Le commencement d’une année nouvelle symbolise à la fois l’éternité (espérée…) du cycle de la Vie, et la finitude inexorable d’une vie au niveau de l’individu. Nous faisons le bilan d’une année écoulée, et y laissons ce qui n’a pas vocation à perdurer, et prévoyons le chantier de ce qui doit être modifié à l’avenir.
Parmi toutes les institutions, la Cour de cassation procède ainsi à la « cérémonie du renouvellement », et elle publie désormais les allocutions de ses responsables ainsi que des informations intéressantes pour les évolutions du système judiciaire français. Le Premier Président ainsi que le Procureur Général ont ainsi solennellement fait état, le 9 janvier dernier, et devant un public expert, de leurs impressions sur l’état de la Justice et sur les voies nécessaires à son amélioration et son adaptation aux mouvements de la société.
Il est remarquable de constater que parmi les grands sujets ayant retenu l’attention des deux plus hauts magistrats français (les procès du terrorisme, les questions sociétales liées à la filiation ou à l’état des personnes, la protection du consommateur etc.), le Droit du travail occupe une place importante. Respect de la vie privée du salarié (réseaux sociaux), liberté religieuse, satut du salarié lanceur d’alerte, égalité professionnelle, protection de la santé du travailleur dans le cadre de la crise sanitaire, temps de travail etc. sont expressément cités pour rendre compte de l’exercice 2022, mais aussi anticiper les problématiques de l’exercice 2023, dans le souci de communiquer avec transparence sur les sujets que le Juge suprême compte aborder cette année.
Probablement que la statistique permet, entre autres causes, d’expliquer cet intérêt de la Cour de cassation pour le Droit social. En effet le contentieux en la matière est majoritaire, à son niveau : 34 % des affaires civiles pour le contentieux prud’homal, 8% pour le contentieux de la protection sociale, pour un secteur civil représentant les deux tiers des pourvois en cassation.
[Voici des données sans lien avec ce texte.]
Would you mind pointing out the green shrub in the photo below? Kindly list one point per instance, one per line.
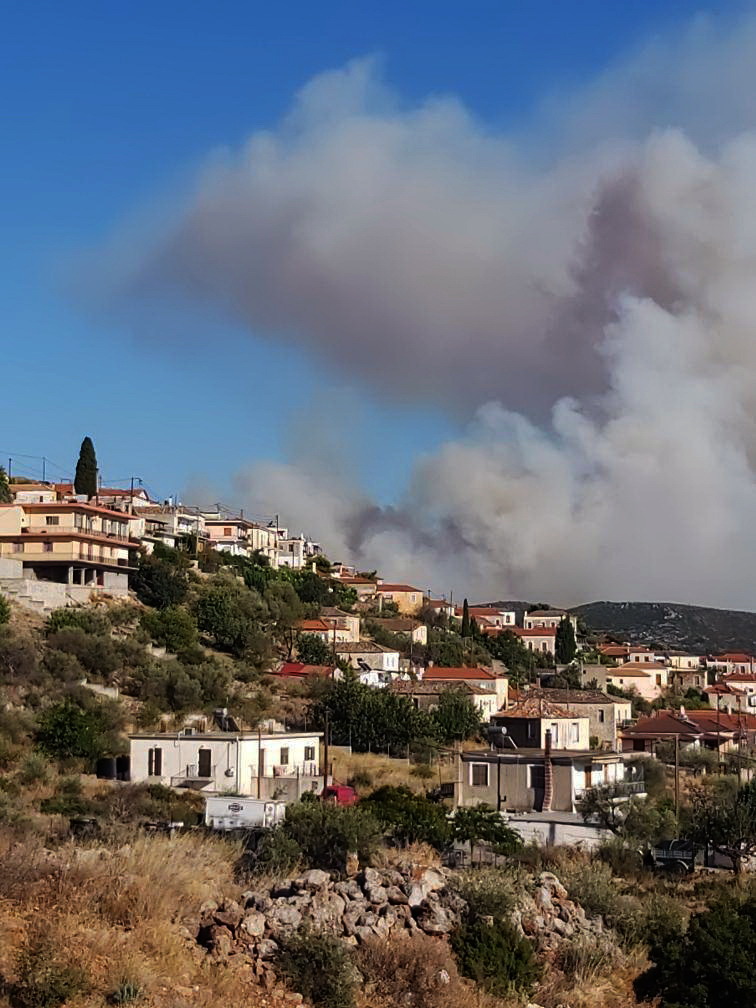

Avec le Droit pénal du travail, le contentieux social largement considéré représente à lui seul 30 % des affaires que traite la Cour de cassation (ce qui ne rend pas compte de son volume, bien moindre, devant les juridictions du fond). Même si toutes ne donnent pas lieu à une décision, ni encore moins à une cassation de la décision au fond, la dimension de ce contentieux interpelle.
Elle est à mettre en rapport avec les données statistiques de ce contentieux social, au niveau des juridictions du fond : les jugements prud’homaux sont en effet ceux qui sont le plus souvent frappés de recours, et réformés. Il ne faudrait pas en déduire que la qualité de ces décisions est décevante : la réformation du jugement relève la plupart du temps d’une appréciation différente des circonstances de fait, non d’une mauvaise application de la règle de Droit.
Or l’intérêt de cette Justice prud’homale, comme de celle de toutes les juridictions « consulaires », est justement de permettre une appréciation différente des situations à juger (dans le cadre impératif très strict d’une règlementation sociale dont on vante ou critique souvent la prégnance, la complexité et l’inflation…) que celle attendue des techniciens du Droit. A l’heure où la réforme de la Justice, toujours en chantier, remet en cause la configuration actuelle des Conseils de prud’hommes, il est important (comme d’habitude) de ne pas se tromper sur l’interprétation des données statistiques.